Bemis, 72, says he is not interested in making money, but simply intends to uncover the true reason for the disaster that claimed 852 lives.

Finnish and Swedish coast guard vessels are observing the diving expedition to ensure no laws are violated. No items from the wreckage are allowed to be brought up, said Sirle Kaju, the Estonian border guard press officer. Two officers from Estonia's border guard, Eerik Kirsimaa and Mart Kabin, arrived on the Finnish ship, Telkka, on Aug. 23 to observe Bemis' team on behalf of Estonia.

Kaju said the border guard has had infrequent contact with the officers, as the men are staying at sea and telephone communication was impossible. She said the weather had improved, however, and that Bemis was cooperative and polite, though he was not generous with the findings of his operation.

"It is a secret what they found. Bemis doesn't want to tell the journalists either," Kaju said.

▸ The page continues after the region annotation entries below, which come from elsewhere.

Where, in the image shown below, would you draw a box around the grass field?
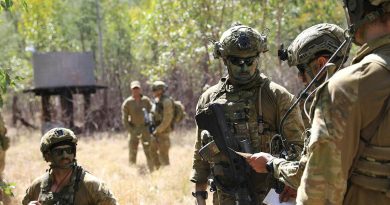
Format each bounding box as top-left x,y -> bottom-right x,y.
5,128 -> 212,205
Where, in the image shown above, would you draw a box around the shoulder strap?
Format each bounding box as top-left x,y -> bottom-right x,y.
257,79 -> 270,133
210,80 -> 227,103
73,166 -> 85,204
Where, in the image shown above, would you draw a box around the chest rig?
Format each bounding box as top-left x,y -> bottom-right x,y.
199,79 -> 268,198
39,166 -> 85,205
153,96 -> 167,126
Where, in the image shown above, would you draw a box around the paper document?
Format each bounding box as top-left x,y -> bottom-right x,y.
263,189 -> 296,205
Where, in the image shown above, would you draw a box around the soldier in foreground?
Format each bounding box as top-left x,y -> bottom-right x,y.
279,23 -> 350,128
191,25 -> 304,205
122,81 -> 158,172
22,128 -> 118,205
248,0 -> 390,205
0,113 -> 10,204
152,80 -> 174,166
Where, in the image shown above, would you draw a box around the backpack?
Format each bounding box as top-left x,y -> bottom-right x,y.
172,99 -> 187,124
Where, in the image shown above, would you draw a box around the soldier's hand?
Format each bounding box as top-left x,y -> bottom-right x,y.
246,152 -> 275,173
279,185 -> 297,203
28,201 -> 41,205
195,196 -> 206,205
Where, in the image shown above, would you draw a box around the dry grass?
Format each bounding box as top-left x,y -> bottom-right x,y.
5,129 -> 211,205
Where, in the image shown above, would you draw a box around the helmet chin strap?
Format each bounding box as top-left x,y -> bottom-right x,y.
49,159 -> 77,169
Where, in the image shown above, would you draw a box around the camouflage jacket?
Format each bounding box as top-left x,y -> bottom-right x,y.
190,71 -> 304,184
274,35 -> 390,205
153,95 -> 174,134
122,96 -> 152,129
22,167 -> 118,205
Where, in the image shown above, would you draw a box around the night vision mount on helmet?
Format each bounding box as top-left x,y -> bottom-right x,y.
40,128 -> 77,154
278,23 -> 350,67
343,0 -> 390,36
213,24 -> 268,58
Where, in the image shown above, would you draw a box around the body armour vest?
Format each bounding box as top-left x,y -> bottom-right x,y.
38,166 -> 85,205
202,78 -> 275,192
153,95 -> 169,126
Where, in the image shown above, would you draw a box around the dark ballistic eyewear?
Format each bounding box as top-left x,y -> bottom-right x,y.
50,147 -> 75,156
297,64 -> 308,74
228,55 -> 258,66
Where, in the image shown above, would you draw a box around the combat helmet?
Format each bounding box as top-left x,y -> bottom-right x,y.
343,0 -> 390,34
40,128 -> 77,155
278,23 -> 350,67
213,23 -> 267,58
152,80 -> 168,90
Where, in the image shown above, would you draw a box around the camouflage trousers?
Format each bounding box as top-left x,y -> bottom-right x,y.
213,190 -> 266,205
152,132 -> 171,166
213,174 -> 273,205
129,126 -> 157,171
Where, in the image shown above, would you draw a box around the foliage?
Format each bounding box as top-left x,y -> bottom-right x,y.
0,0 -> 344,123
0,182 -> 15,196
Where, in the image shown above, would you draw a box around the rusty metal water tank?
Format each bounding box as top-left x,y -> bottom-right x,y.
33,52 -> 96,89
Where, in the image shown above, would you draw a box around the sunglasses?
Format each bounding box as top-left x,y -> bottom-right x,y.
227,55 -> 258,66
297,64 -> 309,74
50,147 -> 75,156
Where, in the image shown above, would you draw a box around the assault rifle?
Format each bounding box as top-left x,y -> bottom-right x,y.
270,34 -> 352,160
195,103 -> 259,205
142,108 -> 157,140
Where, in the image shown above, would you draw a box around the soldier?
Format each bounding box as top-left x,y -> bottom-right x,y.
191,25 -> 304,205
122,81 -> 157,172
22,128 -> 118,205
0,113 -> 10,203
279,23 -> 350,128
248,0 -> 390,205
152,80 -> 174,166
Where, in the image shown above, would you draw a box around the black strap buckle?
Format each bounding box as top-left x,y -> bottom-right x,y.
192,191 -> 208,200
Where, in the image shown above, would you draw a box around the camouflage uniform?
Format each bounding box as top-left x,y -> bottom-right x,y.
122,93 -> 157,171
190,26 -> 304,205
273,22 -> 390,205
22,170 -> 118,205
153,94 -> 174,165
22,128 -> 118,205
279,23 -> 350,128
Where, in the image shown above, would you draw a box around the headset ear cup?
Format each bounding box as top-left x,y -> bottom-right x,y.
213,42 -> 222,59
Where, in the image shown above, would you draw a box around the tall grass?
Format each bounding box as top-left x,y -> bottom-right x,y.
5,129 -> 212,205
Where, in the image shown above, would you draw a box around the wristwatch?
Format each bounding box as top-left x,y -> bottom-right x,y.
192,191 -> 208,200
265,160 -> 274,174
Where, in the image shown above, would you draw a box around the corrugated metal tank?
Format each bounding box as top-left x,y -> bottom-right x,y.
33,52 -> 96,89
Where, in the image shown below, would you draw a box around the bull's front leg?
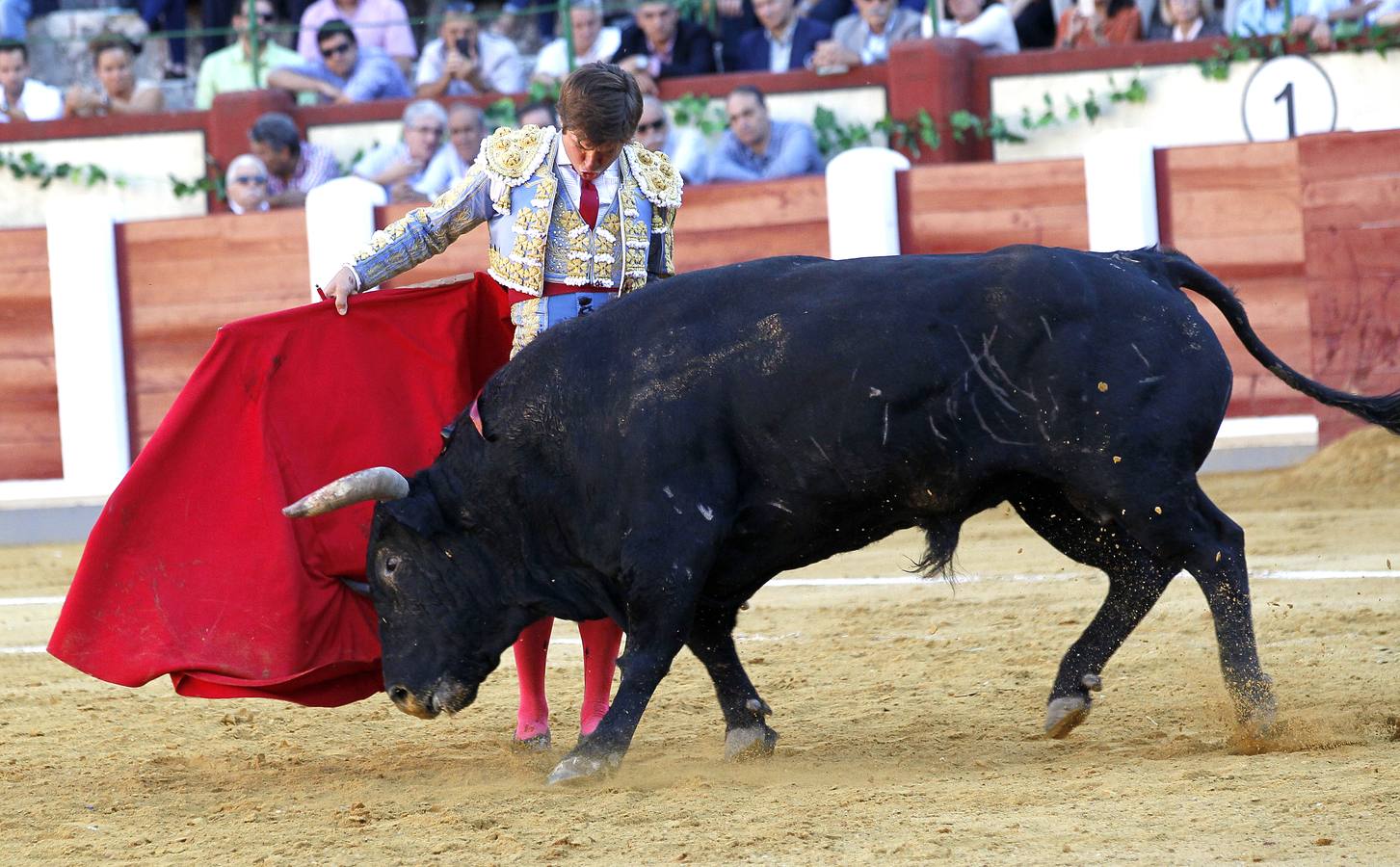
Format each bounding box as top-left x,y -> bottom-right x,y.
547,583 -> 695,786
686,607 -> 779,760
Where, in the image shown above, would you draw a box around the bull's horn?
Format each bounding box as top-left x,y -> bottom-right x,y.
281,466 -> 409,518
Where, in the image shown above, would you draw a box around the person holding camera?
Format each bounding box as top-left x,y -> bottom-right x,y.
414,3 -> 525,99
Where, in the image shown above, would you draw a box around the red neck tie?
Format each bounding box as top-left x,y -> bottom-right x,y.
578,175 -> 597,228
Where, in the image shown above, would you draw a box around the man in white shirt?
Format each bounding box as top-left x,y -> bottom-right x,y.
413,102 -> 486,201
353,99 -> 447,201
637,93 -> 710,183
413,3 -> 525,99
0,39 -> 63,123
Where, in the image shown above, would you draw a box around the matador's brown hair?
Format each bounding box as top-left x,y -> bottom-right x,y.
559,63 -> 641,147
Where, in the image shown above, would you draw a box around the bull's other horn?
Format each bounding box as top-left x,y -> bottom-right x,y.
281,466 -> 409,518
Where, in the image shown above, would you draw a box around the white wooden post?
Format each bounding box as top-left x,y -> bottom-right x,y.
1084,130 -> 1161,252
826,147 -> 909,259
306,175 -> 389,302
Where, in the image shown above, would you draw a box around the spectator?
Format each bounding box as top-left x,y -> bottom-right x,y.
352,99 -> 449,201
414,3 -> 525,96
268,20 -> 409,104
637,93 -> 710,183
1011,0 -> 1056,50
0,39 -> 63,123
938,0 -> 1024,55
1313,0 -> 1384,37
224,154 -> 272,214
65,34 -> 165,118
416,102 -> 486,198
515,102 -> 559,129
1235,0 -> 1332,46
195,0 -> 307,109
1148,0 -> 1225,42
297,0 -> 418,78
714,0 -> 759,71
797,0 -> 851,27
739,0 -> 832,73
613,0 -> 714,93
139,0 -> 189,78
1056,0 -> 1142,47
248,112 -> 340,207
0,0 -> 34,42
535,0 -> 621,84
710,84 -> 823,181
812,0 -> 921,70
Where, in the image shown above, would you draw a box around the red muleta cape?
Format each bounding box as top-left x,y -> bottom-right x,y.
49,277 -> 523,706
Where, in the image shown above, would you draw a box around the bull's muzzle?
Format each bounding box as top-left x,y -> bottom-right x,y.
386,679 -> 476,720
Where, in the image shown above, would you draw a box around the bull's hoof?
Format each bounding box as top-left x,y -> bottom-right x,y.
1045,696 -> 1089,741
544,755 -> 621,786
724,725 -> 779,762
1232,673 -> 1279,740
511,731 -> 550,752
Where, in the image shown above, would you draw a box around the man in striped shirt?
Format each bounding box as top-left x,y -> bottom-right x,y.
248,112 -> 340,207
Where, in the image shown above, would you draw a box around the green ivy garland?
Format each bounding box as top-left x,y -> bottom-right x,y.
0,151 -> 225,198
668,67 -> 1147,160
1196,21 -> 1400,81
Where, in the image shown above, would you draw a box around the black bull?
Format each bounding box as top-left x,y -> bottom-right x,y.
288,247 -> 1400,781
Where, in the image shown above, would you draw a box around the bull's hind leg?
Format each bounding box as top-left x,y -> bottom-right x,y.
1108,476 -> 1276,734
686,607 -> 779,760
1013,487 -> 1177,738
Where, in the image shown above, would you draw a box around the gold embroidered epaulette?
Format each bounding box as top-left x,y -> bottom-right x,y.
623,142 -> 682,209
480,124 -> 554,186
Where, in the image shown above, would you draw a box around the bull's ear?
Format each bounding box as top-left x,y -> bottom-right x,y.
381,496 -> 442,538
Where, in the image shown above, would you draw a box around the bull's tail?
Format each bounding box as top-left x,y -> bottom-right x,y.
1158,250 -> 1400,433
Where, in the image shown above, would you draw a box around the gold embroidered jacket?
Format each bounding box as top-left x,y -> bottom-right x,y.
353,126 -> 680,297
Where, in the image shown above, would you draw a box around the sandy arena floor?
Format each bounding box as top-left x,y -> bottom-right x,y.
0,432 -> 1400,864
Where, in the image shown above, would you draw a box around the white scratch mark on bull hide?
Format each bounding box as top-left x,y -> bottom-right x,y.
953,328 -> 1020,416
971,395 -> 1032,445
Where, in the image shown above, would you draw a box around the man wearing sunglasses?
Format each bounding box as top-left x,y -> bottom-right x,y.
325,63 -> 682,748
268,19 -> 413,102
637,93 -> 710,183
195,0 -> 316,109
224,154 -> 270,214
352,99 -> 447,201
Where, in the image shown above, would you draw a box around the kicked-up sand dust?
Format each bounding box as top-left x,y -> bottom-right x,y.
0,430 -> 1400,864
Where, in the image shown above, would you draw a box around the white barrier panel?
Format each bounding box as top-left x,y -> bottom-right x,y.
1084,130 -> 1161,252
826,147 -> 909,259
44,197 -> 132,496
306,176 -> 389,302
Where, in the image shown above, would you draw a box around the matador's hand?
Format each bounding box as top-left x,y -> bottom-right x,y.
321,266 -> 359,317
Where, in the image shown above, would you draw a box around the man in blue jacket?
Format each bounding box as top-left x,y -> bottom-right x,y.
739,0 -> 832,73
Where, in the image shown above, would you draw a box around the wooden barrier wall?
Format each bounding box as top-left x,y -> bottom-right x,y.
0,132 -> 1400,479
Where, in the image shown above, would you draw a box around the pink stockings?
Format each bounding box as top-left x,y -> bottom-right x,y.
515,617 -> 621,741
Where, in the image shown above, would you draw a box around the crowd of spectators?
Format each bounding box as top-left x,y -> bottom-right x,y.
0,0 -> 1400,198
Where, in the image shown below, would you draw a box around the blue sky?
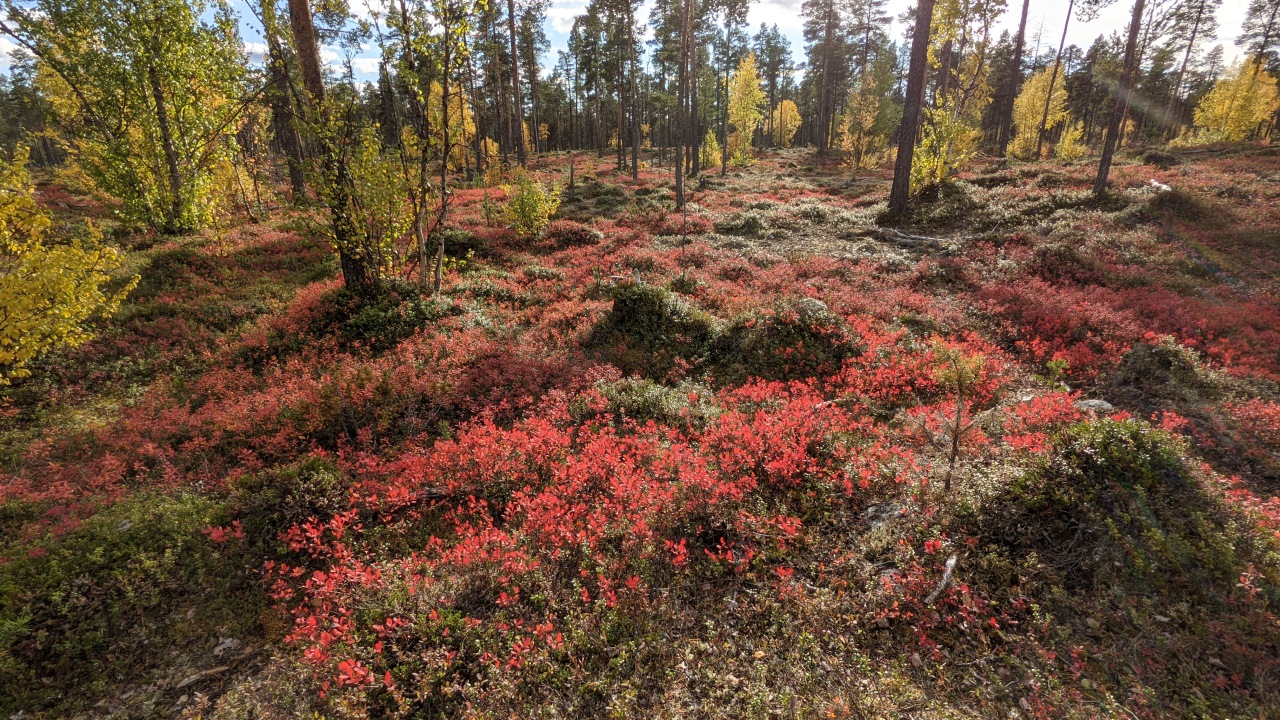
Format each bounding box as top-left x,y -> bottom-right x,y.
0,0 -> 1248,79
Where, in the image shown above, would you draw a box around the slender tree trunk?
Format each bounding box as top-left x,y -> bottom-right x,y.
721,54 -> 731,177
289,0 -> 324,106
675,0 -> 694,210
689,41 -> 704,177
997,0 -> 1032,158
888,0 -> 936,217
1036,0 -> 1075,160
626,0 -> 640,181
289,0 -> 378,288
507,0 -> 527,168
147,64 -> 182,233
1093,0 -> 1146,195
262,0 -> 307,198
1161,3 -> 1204,138
432,20 -> 453,295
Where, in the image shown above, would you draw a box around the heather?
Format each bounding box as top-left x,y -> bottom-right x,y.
0,146 -> 1280,717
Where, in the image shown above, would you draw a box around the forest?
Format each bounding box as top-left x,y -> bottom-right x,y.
0,0 -> 1280,720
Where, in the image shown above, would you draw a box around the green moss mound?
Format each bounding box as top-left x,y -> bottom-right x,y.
311,281 -> 457,352
968,420 -> 1280,717
589,283 -> 714,378
710,299 -> 858,383
571,378 -> 718,430
0,493 -> 259,717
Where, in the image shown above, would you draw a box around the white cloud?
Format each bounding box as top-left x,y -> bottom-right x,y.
547,0 -> 586,33
0,35 -> 18,68
244,42 -> 268,63
351,58 -> 378,76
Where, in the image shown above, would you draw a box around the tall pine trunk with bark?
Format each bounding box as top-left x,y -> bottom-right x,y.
1093,0 -> 1146,195
888,0 -> 931,218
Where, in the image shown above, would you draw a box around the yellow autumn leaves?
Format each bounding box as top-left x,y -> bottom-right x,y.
0,147 -> 138,384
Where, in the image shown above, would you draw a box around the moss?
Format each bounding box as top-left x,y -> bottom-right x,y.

She expects the expedition, which cost over $200,000, to be over by month's end.

The German journalist Rabe told Agence France-Presse that the details would be disclosed at a press conference in Germany after the mission is completed. She assured, though, that the expedition has been a success. After three dives, she said, "it has paid off already… we are finding interesting things all the time."

The expedition's first day got off to a rugged start when a rogue wave amid stormy weather threw one of Bemis' divers overboard, turning the dive into a rescue operation of sorts. But he was soon recovered, and the diving commenced.

Bemis and his crew do not believe the investigation commission's final report, which concludes that in an intense storm waves ripped off the ship's faulty 56-ton bow visor, flinging open an inner door and flooding the car deck. Doubters have no shortage of alternate theories, mostly pointing to the possibility that the ship sank as a result of an explosion or a hole in the hull below the waterline.

The site has been declared an off-limits sanctuary in an agreement signed by Finland, Sweden, Estonia, Denmark, Lithuania, Russia and Great Britain. Though the dive could not be legally prevented because the site lies in international waters, Bemis faced opposition from the Estonian government and others who saw it as needless or disrespectful.

Stig-Goran Berglund, a Finn who has built an elaborate Web site on the ferry sinking, said the quest for "the truth that is down there" is a search for sensationalism.

His reservations were quelled, however, by the fact that most seemed to support the dive, including those who lost their loved ones in the disaster.

"If no one else can or is going to do anything to clear all contradictions, the dives have a moral approval that goes beyond the negative aspects," he said.

Memento Mare, the organization devoted to the memory of those who died, also endorsed the dive.

"We've decided to let him [Bemis] try," said Raivo Hellerma, chairman of the board. "There's no way we can refuse. Of course, we are not too optimistic."